Now they’re gone, and there’s no sign of Cole. My breath catches. Motes of dust rise from the bare floorboards, forming swirling patterns in the air. I scramble out of my sleeping bag and race barefoot through the front door, skidding across the front porch and down the steps to the driveway.
The chill of the morning hits me like a hand across my face. The bare skin on my arms prickles with goosebumps. I spin round, ratcheting up my tech to search for Cole, and find him leaning against his jeep, his arms crossed, smirking at me.
My hand flies to my heart, relief flooding me. ‘Dammit, Cole. I thought you’d taken off with the files.’
His smirk grows into a smile. He’s wearing a black tank top and cargo pants with a teched-up rifle slung across one shoulder. The bandage from last night is gone – the skin across his shoulders that was shredded is now flushed and puckered, but his injuries are healed.

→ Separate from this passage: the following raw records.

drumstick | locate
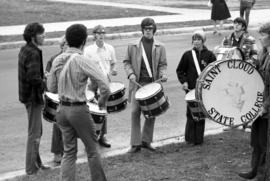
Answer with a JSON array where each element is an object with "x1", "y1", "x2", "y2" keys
[{"x1": 130, "y1": 79, "x2": 142, "y2": 87}]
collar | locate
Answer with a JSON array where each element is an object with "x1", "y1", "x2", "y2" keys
[
  {"x1": 65, "y1": 47, "x2": 83, "y2": 55},
  {"x1": 27, "y1": 42, "x2": 41, "y2": 51},
  {"x1": 131, "y1": 38, "x2": 161, "y2": 47}
]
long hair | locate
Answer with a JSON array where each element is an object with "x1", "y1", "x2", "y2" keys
[{"x1": 23, "y1": 22, "x2": 45, "y2": 43}]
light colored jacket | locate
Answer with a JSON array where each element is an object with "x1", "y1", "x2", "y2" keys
[{"x1": 123, "y1": 39, "x2": 167, "y2": 101}]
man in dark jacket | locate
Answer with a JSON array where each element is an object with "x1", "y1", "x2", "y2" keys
[
  {"x1": 176, "y1": 30, "x2": 216, "y2": 145},
  {"x1": 18, "y1": 23, "x2": 48, "y2": 175}
]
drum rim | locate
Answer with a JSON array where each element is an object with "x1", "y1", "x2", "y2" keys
[
  {"x1": 195, "y1": 59, "x2": 263, "y2": 127},
  {"x1": 135, "y1": 82, "x2": 163, "y2": 101},
  {"x1": 44, "y1": 91, "x2": 60, "y2": 104}
]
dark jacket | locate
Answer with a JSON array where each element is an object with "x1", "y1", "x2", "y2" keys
[
  {"x1": 176, "y1": 46, "x2": 216, "y2": 89},
  {"x1": 18, "y1": 43, "x2": 45, "y2": 104}
]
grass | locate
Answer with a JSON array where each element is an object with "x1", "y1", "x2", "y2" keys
[
  {"x1": 0, "y1": 0, "x2": 172, "y2": 26},
  {"x1": 9, "y1": 130, "x2": 251, "y2": 181},
  {"x1": 0, "y1": 20, "x2": 231, "y2": 43}
]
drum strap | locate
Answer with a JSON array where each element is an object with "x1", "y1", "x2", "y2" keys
[
  {"x1": 191, "y1": 50, "x2": 201, "y2": 75},
  {"x1": 141, "y1": 43, "x2": 153, "y2": 78}
]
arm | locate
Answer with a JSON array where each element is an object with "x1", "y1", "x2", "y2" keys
[
  {"x1": 176, "y1": 53, "x2": 188, "y2": 84},
  {"x1": 25, "y1": 53, "x2": 45, "y2": 92},
  {"x1": 123, "y1": 46, "x2": 135, "y2": 79},
  {"x1": 110, "y1": 46, "x2": 117, "y2": 75},
  {"x1": 158, "y1": 46, "x2": 167, "y2": 81},
  {"x1": 47, "y1": 58, "x2": 64, "y2": 93},
  {"x1": 79, "y1": 58, "x2": 110, "y2": 108}
]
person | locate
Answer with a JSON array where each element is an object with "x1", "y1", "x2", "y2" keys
[
  {"x1": 84, "y1": 25, "x2": 117, "y2": 148},
  {"x1": 123, "y1": 18, "x2": 167, "y2": 153},
  {"x1": 176, "y1": 30, "x2": 216, "y2": 145},
  {"x1": 45, "y1": 36, "x2": 67, "y2": 165},
  {"x1": 223, "y1": 17, "x2": 258, "y2": 66},
  {"x1": 48, "y1": 24, "x2": 110, "y2": 181},
  {"x1": 211, "y1": 0, "x2": 231, "y2": 35},
  {"x1": 240, "y1": 0, "x2": 256, "y2": 26},
  {"x1": 18, "y1": 22, "x2": 49, "y2": 175},
  {"x1": 239, "y1": 22, "x2": 270, "y2": 181}
]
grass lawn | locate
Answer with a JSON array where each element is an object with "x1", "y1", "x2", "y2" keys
[
  {"x1": 0, "y1": 20, "x2": 232, "y2": 43},
  {"x1": 0, "y1": 0, "x2": 172, "y2": 26},
  {"x1": 10, "y1": 130, "x2": 251, "y2": 181}
]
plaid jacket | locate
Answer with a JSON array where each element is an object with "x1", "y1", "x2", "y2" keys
[{"x1": 18, "y1": 43, "x2": 45, "y2": 104}]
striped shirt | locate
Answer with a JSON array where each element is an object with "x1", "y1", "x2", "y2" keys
[{"x1": 50, "y1": 48, "x2": 110, "y2": 106}]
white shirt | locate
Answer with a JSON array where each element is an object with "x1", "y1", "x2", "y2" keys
[{"x1": 84, "y1": 42, "x2": 117, "y2": 76}]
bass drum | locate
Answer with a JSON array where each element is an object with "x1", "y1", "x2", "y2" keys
[{"x1": 195, "y1": 59, "x2": 264, "y2": 127}]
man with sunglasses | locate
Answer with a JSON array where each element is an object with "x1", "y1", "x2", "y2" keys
[
  {"x1": 222, "y1": 17, "x2": 258, "y2": 65},
  {"x1": 123, "y1": 18, "x2": 167, "y2": 153},
  {"x1": 84, "y1": 25, "x2": 117, "y2": 148},
  {"x1": 18, "y1": 22, "x2": 49, "y2": 175}
]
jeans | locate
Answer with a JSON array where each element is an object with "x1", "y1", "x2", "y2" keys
[
  {"x1": 25, "y1": 103, "x2": 43, "y2": 174},
  {"x1": 56, "y1": 105, "x2": 107, "y2": 181},
  {"x1": 51, "y1": 124, "x2": 64, "y2": 155},
  {"x1": 130, "y1": 83, "x2": 155, "y2": 146}
]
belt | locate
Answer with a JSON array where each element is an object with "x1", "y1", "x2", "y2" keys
[{"x1": 60, "y1": 101, "x2": 86, "y2": 106}]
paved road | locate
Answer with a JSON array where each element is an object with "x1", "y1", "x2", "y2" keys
[{"x1": 0, "y1": 31, "x2": 233, "y2": 174}]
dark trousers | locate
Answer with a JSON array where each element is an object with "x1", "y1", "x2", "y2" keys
[
  {"x1": 51, "y1": 124, "x2": 64, "y2": 155},
  {"x1": 250, "y1": 117, "x2": 268, "y2": 173},
  {"x1": 25, "y1": 103, "x2": 43, "y2": 174},
  {"x1": 185, "y1": 106, "x2": 205, "y2": 144}
]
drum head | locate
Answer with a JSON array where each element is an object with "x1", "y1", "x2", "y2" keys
[
  {"x1": 45, "y1": 92, "x2": 60, "y2": 103},
  {"x1": 87, "y1": 102, "x2": 107, "y2": 115},
  {"x1": 195, "y1": 60, "x2": 264, "y2": 126},
  {"x1": 185, "y1": 89, "x2": 196, "y2": 101},
  {"x1": 135, "y1": 83, "x2": 162, "y2": 100},
  {"x1": 85, "y1": 90, "x2": 95, "y2": 101},
  {"x1": 110, "y1": 82, "x2": 125, "y2": 94}
]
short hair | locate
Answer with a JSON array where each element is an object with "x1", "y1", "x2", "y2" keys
[
  {"x1": 23, "y1": 22, "x2": 45, "y2": 43},
  {"x1": 65, "y1": 24, "x2": 87, "y2": 48},
  {"x1": 259, "y1": 22, "x2": 270, "y2": 36},
  {"x1": 141, "y1": 18, "x2": 157, "y2": 33},
  {"x1": 233, "y1": 17, "x2": 247, "y2": 31},
  {"x1": 192, "y1": 30, "x2": 206, "y2": 43},
  {"x1": 93, "y1": 25, "x2": 106, "y2": 34}
]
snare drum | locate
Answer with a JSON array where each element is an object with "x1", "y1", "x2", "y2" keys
[
  {"x1": 195, "y1": 59, "x2": 264, "y2": 127},
  {"x1": 185, "y1": 89, "x2": 205, "y2": 121},
  {"x1": 214, "y1": 47, "x2": 244, "y2": 60},
  {"x1": 107, "y1": 82, "x2": 127, "y2": 113},
  {"x1": 85, "y1": 89, "x2": 95, "y2": 102},
  {"x1": 135, "y1": 83, "x2": 169, "y2": 117},
  {"x1": 87, "y1": 102, "x2": 107, "y2": 131},
  {"x1": 43, "y1": 92, "x2": 59, "y2": 122}
]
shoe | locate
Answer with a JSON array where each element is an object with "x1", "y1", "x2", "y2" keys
[
  {"x1": 39, "y1": 164, "x2": 51, "y2": 170},
  {"x1": 128, "y1": 145, "x2": 141, "y2": 153},
  {"x1": 141, "y1": 141, "x2": 156, "y2": 151},
  {"x1": 238, "y1": 171, "x2": 257, "y2": 180},
  {"x1": 53, "y1": 154, "x2": 62, "y2": 164},
  {"x1": 98, "y1": 136, "x2": 111, "y2": 148}
]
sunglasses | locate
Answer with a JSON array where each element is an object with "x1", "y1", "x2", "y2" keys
[
  {"x1": 96, "y1": 31, "x2": 106, "y2": 35},
  {"x1": 143, "y1": 27, "x2": 154, "y2": 31}
]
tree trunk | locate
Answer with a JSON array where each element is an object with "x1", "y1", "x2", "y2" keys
[{"x1": 264, "y1": 115, "x2": 270, "y2": 181}]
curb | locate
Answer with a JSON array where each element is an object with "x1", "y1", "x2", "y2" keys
[
  {"x1": 0, "y1": 24, "x2": 233, "y2": 50},
  {"x1": 0, "y1": 126, "x2": 224, "y2": 181}
]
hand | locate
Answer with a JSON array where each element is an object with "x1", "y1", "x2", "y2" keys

His jaw is dusted with a day’s worth of dark stubble that makes him look older, and more interesting, somehow. My eyes linger on him longer than I intend them to.
‘I made you breakfast,’ he says. ‘I want to get on the road this morning.’ He reaches into the open window of the jeep and pulls out a metal flask, tossing it to me. The Cartaxus antlers are stamped on one side, but my name is etched into the other in the careful script I recognize from his sketchbook. I look up to see him swigging from an identical flask. Steam curls from the top when he lowers it.
I turn the flask in my hand, feeling liquid slosh inside it. ‘Did you engrave this?’
‘I don’t want to get them mixed up.’
‘What, you don’t want girl germs?’ I unscrew the top, sniffing it. Coffee and hazelnut. The scent makes my stomach growl. ‘Having spent years studying biochemistry, I can assure you they’re not real.’
‘I’m more worried about you.’ He taps one of the black leylines curved around his face. ‘Agnes said you had hypergenesis, and my tech isn’t always stable. I don’t want to contaminate anything and make you sick.’